Before Nicholson’s arrival the counsels of the commanders before Delhi, like those at Meerut, suffered from irresolution and timidity. As General Wilson’s health declined, his caution became excessive, and Nicholson was specially sent by Sir John Lawrence to put more spirit into the attack. His first exploit after his arrival was the victory of Najafgarh, which he won over the rebels who were attempting to intercept the British siege train from Ferozepore. After marching through a flooded country scarcely practicable for his guns, Nicholson, with a force of 2500 troops, defeated 6000 disciplined sepoys after an hour’s fighting, and thenceforth put an end to all attempts of the enemy to get in the rear of the British position on the Ridge. Nicholson grew fiercely impatient of General Wilson’s procrastination, and at one time was thinking of appealing to the army to set Wilson aside and elect a successor; but at last, on the 13th of September, he forced Wilson to make up his mind to the assault, and he himself was chosen to lead the attacking column. On the morning of the 14th he led his column, 1000 strong, in the attack on the Kashmir gate, and successfully entered the streets of Delhi. But in trying to clear the ramparts as far as the Lahore Gate, he undertook a task beyond the powers of his wearied troops. In encouraging them as they hesitated, he turned his back on the enemy and was shot in the back. The wound was mortal, but his magnificent physique allowed him to linger for nine days before finally succumbing on the 23rd of September.
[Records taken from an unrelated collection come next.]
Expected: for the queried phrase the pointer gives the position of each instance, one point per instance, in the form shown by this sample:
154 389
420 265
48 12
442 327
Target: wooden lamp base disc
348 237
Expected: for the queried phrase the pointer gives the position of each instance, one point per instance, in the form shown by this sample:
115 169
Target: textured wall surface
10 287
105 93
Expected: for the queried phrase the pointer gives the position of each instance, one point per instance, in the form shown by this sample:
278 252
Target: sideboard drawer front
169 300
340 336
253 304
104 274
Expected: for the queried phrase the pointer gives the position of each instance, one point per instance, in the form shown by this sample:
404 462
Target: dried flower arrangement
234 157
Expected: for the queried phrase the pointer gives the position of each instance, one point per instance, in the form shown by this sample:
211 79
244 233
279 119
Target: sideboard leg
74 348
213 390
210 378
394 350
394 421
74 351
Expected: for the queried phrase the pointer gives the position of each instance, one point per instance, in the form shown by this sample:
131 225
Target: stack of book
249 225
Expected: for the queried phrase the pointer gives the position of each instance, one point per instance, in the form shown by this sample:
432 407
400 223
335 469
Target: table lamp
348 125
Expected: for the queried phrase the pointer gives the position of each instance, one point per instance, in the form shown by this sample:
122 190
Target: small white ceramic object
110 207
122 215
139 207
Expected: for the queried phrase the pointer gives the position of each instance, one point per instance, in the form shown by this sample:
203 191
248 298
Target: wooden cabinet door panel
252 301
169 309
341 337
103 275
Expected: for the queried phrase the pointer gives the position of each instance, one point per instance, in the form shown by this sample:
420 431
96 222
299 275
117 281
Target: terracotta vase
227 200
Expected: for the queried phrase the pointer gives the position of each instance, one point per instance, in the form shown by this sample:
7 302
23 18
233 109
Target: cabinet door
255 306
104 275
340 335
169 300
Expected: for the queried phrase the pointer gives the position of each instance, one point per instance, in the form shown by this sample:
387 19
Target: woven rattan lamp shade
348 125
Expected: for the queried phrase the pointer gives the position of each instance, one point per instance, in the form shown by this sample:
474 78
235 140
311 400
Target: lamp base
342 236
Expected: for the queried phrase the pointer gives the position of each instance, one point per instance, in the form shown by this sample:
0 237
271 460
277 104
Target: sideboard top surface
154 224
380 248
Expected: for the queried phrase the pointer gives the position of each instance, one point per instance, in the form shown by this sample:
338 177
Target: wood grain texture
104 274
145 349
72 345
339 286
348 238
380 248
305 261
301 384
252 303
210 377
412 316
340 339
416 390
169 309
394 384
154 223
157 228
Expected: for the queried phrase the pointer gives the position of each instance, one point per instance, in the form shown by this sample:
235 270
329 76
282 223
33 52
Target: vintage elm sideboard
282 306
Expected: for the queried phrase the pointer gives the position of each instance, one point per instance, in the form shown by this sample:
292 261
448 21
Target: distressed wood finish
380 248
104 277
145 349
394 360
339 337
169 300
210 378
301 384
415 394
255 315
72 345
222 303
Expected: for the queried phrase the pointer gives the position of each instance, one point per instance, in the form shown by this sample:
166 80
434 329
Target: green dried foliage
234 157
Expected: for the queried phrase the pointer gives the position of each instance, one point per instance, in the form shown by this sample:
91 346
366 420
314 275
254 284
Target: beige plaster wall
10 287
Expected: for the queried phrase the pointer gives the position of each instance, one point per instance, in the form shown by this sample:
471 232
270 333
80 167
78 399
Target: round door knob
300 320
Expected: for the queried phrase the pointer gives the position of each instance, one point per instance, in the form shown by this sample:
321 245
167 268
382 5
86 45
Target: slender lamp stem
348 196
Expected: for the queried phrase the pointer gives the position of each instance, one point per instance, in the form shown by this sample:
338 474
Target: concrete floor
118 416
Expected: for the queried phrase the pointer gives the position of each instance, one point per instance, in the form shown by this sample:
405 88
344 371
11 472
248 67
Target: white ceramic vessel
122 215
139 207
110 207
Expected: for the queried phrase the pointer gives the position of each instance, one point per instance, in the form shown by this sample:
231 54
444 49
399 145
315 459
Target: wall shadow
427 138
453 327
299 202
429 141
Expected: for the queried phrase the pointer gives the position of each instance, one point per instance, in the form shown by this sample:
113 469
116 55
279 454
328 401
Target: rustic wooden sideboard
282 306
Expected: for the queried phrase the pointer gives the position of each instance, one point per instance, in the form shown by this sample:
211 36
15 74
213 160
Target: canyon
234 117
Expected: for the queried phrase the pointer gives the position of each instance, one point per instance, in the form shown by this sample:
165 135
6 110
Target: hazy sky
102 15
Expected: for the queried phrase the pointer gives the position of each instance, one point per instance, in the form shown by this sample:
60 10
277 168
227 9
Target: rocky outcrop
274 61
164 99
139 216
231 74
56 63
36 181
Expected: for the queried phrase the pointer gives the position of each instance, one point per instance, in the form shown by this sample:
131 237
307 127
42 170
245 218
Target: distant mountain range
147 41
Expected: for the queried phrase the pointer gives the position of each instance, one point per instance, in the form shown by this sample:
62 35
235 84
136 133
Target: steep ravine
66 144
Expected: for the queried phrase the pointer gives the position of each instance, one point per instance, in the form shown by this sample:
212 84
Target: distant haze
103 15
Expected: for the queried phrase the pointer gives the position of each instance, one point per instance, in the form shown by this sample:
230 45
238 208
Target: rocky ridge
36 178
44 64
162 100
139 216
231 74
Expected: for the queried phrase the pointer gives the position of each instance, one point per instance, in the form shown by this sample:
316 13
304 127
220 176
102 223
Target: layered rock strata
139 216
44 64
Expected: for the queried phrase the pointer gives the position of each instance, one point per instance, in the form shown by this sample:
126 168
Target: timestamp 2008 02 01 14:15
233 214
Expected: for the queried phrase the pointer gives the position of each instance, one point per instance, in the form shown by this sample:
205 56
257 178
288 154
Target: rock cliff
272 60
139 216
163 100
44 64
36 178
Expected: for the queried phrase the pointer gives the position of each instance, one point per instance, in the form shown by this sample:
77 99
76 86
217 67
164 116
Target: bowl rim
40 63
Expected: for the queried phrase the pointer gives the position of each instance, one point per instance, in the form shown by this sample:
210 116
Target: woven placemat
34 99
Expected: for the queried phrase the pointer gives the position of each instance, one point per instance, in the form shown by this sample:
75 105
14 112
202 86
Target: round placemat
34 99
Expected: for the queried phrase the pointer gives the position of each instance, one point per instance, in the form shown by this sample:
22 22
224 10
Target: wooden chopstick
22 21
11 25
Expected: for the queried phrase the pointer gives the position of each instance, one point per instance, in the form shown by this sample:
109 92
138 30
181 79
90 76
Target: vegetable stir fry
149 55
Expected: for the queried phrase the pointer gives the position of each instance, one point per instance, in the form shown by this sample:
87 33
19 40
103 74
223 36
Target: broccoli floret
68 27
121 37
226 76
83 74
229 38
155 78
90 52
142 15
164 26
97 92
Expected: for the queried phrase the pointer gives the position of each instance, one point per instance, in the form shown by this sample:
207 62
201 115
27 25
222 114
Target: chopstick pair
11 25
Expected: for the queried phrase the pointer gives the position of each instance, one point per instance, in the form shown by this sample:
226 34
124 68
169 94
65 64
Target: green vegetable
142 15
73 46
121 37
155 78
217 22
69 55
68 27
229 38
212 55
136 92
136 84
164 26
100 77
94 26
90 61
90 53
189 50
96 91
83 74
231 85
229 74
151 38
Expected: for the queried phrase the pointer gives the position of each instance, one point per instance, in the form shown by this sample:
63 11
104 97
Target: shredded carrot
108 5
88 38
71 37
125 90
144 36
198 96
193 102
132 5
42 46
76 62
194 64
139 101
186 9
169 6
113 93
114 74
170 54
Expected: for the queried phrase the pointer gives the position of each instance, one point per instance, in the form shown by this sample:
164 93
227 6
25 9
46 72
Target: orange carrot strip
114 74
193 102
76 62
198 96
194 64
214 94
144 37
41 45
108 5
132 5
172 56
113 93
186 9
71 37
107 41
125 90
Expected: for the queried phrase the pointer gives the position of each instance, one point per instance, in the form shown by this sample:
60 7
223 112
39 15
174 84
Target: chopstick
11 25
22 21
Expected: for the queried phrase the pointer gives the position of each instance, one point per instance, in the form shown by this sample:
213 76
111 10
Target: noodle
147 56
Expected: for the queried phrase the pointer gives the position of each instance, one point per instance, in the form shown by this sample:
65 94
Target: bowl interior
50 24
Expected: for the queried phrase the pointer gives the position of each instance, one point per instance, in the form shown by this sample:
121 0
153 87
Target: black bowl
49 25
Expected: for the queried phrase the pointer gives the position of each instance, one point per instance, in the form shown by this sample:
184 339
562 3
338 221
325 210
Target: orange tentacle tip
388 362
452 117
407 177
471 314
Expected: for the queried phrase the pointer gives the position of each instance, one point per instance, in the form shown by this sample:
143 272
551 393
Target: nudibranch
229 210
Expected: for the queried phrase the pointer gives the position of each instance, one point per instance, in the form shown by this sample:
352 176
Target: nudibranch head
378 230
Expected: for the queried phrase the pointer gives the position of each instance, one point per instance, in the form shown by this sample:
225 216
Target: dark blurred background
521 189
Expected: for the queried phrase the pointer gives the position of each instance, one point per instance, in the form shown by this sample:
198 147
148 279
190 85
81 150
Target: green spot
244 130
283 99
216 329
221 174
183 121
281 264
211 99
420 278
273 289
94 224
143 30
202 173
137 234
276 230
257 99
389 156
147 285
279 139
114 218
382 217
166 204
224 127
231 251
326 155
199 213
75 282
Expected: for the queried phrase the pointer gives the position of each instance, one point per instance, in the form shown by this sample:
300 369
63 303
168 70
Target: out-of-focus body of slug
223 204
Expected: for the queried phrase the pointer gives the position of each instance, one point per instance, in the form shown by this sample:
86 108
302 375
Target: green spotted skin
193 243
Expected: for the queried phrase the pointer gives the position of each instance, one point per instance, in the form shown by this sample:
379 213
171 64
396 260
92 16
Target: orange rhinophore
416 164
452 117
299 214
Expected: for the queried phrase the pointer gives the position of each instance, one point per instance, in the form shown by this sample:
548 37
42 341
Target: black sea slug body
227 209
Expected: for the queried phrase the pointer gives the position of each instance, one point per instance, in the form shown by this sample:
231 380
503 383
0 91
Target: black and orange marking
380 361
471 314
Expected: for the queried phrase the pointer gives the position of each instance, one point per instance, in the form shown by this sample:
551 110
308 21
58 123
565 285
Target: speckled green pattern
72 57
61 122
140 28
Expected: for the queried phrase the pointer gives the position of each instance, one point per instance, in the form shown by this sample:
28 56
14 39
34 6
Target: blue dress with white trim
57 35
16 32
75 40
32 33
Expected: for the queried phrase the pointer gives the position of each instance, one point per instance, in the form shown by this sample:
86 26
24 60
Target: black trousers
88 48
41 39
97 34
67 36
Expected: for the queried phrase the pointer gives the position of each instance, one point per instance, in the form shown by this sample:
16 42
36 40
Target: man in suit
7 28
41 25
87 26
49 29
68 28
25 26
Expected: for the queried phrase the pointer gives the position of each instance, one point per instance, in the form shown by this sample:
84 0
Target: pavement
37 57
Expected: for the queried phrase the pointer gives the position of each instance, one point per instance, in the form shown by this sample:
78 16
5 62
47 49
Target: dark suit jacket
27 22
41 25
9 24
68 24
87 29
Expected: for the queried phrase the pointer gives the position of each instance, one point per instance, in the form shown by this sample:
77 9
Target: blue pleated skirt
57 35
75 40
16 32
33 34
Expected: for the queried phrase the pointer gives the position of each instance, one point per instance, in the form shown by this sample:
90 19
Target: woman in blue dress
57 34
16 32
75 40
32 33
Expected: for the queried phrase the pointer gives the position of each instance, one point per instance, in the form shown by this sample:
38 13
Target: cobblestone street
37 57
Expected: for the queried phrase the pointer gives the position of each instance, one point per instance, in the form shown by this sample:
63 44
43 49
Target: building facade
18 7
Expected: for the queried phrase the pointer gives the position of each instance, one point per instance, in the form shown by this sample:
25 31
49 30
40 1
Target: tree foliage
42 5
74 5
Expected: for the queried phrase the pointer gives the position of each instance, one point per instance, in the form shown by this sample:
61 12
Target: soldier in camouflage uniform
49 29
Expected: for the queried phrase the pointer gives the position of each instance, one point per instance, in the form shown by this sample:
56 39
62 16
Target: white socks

His best epitaph is found in the words of Sir John Lawrence’s Mutiny Report:—

“Brigadier-General John Nicholson is now beyond human praise and human reward. But so long as British rule shall endure in India, his fame can never perish. He seems especially to have been raised up for this juncture. He crowned a bright, though brief, career by dying of the wound he received in the moment of victory at Delhi. The Chief Commissioner does not hesitate to affirm that without John Nicholson Delhi could not have fallen.”

See J. L. Trotter, Life of John Nicholson (1904); Sir John Kaye, Lives of Indian Officers (1889); Bosworth Smith, Life of Lord Lawrence (1883); Lady Edwardes, Memorials of Sir Herbert Edwardes (1886); and S. S. Thorburn, Bannu (1876).